Marked changes in electron transport through the blue copper protein azurin in the solid state upon deuteration

TL;DR

This study investigates how deuteration affects electron transport through azurin in the solid state, revealing a temperature-dependent shift and high kinetic isotope effects that shed light on the underlying transport mechanism.

Contribution

It demonstrates that deuteration changes the temperature dependence of electron transport in azurin, providing new insights into the molecular mechanisms involved.

Findings

Deuteration induces a transition from temperature-independent to temperature-dependent ETp above 180K.

KIE values range from 1.8 at 340K to 9.1 at 180K, indicating a significant isotope effect.
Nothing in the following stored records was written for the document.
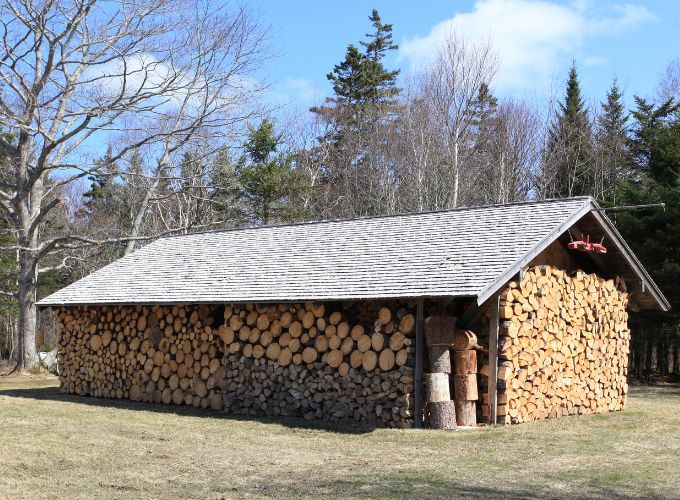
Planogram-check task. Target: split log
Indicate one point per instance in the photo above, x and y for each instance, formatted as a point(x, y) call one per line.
point(442, 414)
point(437, 387)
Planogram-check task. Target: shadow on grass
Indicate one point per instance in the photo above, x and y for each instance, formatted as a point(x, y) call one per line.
point(660, 391)
point(53, 394)
point(425, 486)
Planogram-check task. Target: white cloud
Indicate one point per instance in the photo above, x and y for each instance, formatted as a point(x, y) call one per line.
point(302, 88)
point(531, 36)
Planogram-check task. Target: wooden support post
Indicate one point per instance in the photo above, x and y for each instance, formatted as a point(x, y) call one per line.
point(494, 304)
point(420, 348)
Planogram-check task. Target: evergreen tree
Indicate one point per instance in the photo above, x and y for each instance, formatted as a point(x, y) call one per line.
point(568, 163)
point(102, 193)
point(656, 140)
point(483, 142)
point(266, 177)
point(612, 156)
point(364, 90)
point(358, 117)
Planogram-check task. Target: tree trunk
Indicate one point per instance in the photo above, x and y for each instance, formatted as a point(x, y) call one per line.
point(28, 354)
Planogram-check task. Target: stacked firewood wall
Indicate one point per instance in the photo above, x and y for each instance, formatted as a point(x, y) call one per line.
point(354, 362)
point(307, 360)
point(168, 354)
point(563, 346)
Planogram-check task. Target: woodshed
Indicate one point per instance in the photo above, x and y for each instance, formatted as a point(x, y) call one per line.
point(501, 314)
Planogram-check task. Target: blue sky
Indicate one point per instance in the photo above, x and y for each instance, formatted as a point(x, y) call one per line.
point(535, 39)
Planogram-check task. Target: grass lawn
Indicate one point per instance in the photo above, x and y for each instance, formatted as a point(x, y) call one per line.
point(72, 447)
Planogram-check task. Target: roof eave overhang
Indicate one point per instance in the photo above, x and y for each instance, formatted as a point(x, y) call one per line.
point(632, 261)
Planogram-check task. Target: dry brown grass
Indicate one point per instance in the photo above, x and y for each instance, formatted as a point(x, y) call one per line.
point(71, 447)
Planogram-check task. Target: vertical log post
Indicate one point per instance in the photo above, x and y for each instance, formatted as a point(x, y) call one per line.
point(420, 347)
point(494, 304)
Results suggest a transport mechanism involving through-bond pathways in the protein's structure.

Abstract

Measuring electron transport (ETp) across proteins in the solid-state offers a way to study electron transfer (ET) mechanism(s) that minimizes solvation effects on the process. Solid state ETp is sensitive to any static (conformational) or dynamic (vibrational) changes in the protein. Our macroscopic measurement technique extends the use of ETp meas-urements down to low temperatures and the concomitant lower current densities, because the larger area still yields measurable currents. Thus, we reported previously a surprising lack of temperature-dependence for ETp via the blue copper protein azurin (Az), from 80K till denaturation, while ETp via apo-(Cu-free) Az was found to be temperature de-pendent \geq 200K. H/D substitution (deuteration) can provide a potentially powerful means to unravel factors that affect the ETp mechanism at a molecular level. Therefore, we measured and report here the kinetic deuterium isotope effect (KIE) on ETp through holo-Az as a function of temperature (30-340K). We find that deuteration has a striking effect in that it changes ETp from temperature independent to temperature dependent above 180K. This change is expressed in KIE values between 1.8 at 340K and 9.1 at \leq 180K. These values are particularly remarkable in light of the previously reported inverse KIE on the ET in Az in solution. The high values that we obtain for the KIE on the ETp process across the protein monolayer are consistent with a transport mechanism that involves through-(H-containing)-bonds of the {\beta}-sheet structure of Az, likely those of am-ide groups.